The 3rd USGS Modeling Conference (7-11 June 2010)

Paper No. 28
Presentation Time: 8:00 AM-8:00 PM

INTELLIGENT POST-FIRE HYDROLOGIC AND GEOMORPHIC LANDSCAPE MODELING


FRIEDEL, Michael J., Crustal Geophysics and Geochemistry Science Center, US Geological Survey, Denver Federal Center, PO Box 25046, MS 964D, Denver, CO 80225, mfriedel@usgs.gov

Few studies attempt to model the range of possible hydrologic and geomorphic responses following rainfall on a burned basin. Some reasons are the sparseness of data and the complex-coupled, nonlinear, spatial, and temporal relationships among response, initiation, and process variables. In this paper, an unsupervised artificial neural network (ANN) model is developed and used to project multidimensional data from 606 burned basins in the western United States onto a two-dimensional grid called a self-organized map (SOM). The sparsely populated data set included independent numerical landscape categories (weather, land surface form, geologic texture, and post-fire condition), independent landscape classes (bedrock geology and state name), and dependent categorical classes (flooding, sediment flows, landslides, and debris flows).
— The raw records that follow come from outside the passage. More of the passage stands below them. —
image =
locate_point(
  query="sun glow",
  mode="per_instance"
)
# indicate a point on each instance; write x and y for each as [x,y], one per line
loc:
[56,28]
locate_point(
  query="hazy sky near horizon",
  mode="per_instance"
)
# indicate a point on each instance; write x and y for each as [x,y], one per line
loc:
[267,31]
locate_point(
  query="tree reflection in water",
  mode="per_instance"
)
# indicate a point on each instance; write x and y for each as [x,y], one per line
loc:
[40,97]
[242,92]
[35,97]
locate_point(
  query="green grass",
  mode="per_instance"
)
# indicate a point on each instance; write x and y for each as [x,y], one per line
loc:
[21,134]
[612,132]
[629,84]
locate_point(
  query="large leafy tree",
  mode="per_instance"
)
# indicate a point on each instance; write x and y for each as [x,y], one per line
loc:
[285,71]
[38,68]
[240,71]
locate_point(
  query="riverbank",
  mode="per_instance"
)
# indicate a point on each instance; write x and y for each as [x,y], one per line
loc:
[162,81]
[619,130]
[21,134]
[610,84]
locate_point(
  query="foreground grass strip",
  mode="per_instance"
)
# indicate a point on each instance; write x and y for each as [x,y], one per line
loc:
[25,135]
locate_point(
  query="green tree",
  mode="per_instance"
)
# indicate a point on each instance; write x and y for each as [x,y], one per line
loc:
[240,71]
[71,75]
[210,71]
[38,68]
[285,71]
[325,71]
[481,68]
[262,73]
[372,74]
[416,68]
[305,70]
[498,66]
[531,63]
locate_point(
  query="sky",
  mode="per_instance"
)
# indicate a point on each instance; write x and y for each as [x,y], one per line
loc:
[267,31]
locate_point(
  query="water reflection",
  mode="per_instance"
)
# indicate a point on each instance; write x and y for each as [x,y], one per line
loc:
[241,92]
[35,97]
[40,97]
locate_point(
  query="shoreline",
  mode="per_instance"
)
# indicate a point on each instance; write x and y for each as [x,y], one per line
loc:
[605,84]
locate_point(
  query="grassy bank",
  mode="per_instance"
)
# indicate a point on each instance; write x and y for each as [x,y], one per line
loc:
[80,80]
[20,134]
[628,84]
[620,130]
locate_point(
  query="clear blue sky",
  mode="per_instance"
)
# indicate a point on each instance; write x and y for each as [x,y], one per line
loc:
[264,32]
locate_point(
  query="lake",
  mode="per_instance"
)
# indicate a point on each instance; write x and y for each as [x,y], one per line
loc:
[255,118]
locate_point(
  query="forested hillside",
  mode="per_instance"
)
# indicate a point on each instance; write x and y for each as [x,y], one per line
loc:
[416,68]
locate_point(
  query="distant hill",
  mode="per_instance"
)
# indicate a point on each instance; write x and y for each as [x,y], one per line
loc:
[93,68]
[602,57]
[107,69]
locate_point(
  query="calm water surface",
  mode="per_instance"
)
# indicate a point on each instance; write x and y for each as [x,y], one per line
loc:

Based on pattern analysis visualized in SOM-based component planes and U-matrix, the relationships among explanatory and response variables were extracted and interpreted. Stochastic cross-validation of the ANN model demonstrated its ability to provide globally unbiased predictions of likely initiation processes (runoff, landslide, and runoff-and-landslide combination) and responses (debris flows, floods, and no events) following rainfall on burned basins, and to quantify the degree of uncertainty in which false positives and negatives occurred. In addition, k-means clustering of the SOM topography identified eight conceptual post-fire regional models. These models represent hypotheses of coupled and nonlinear post-fire hydrologic and geomorphic landscape interaction. These conceptual models provide a basis for future development of regional predictive models using empirical, numerical, and other intelligent discovery techniques.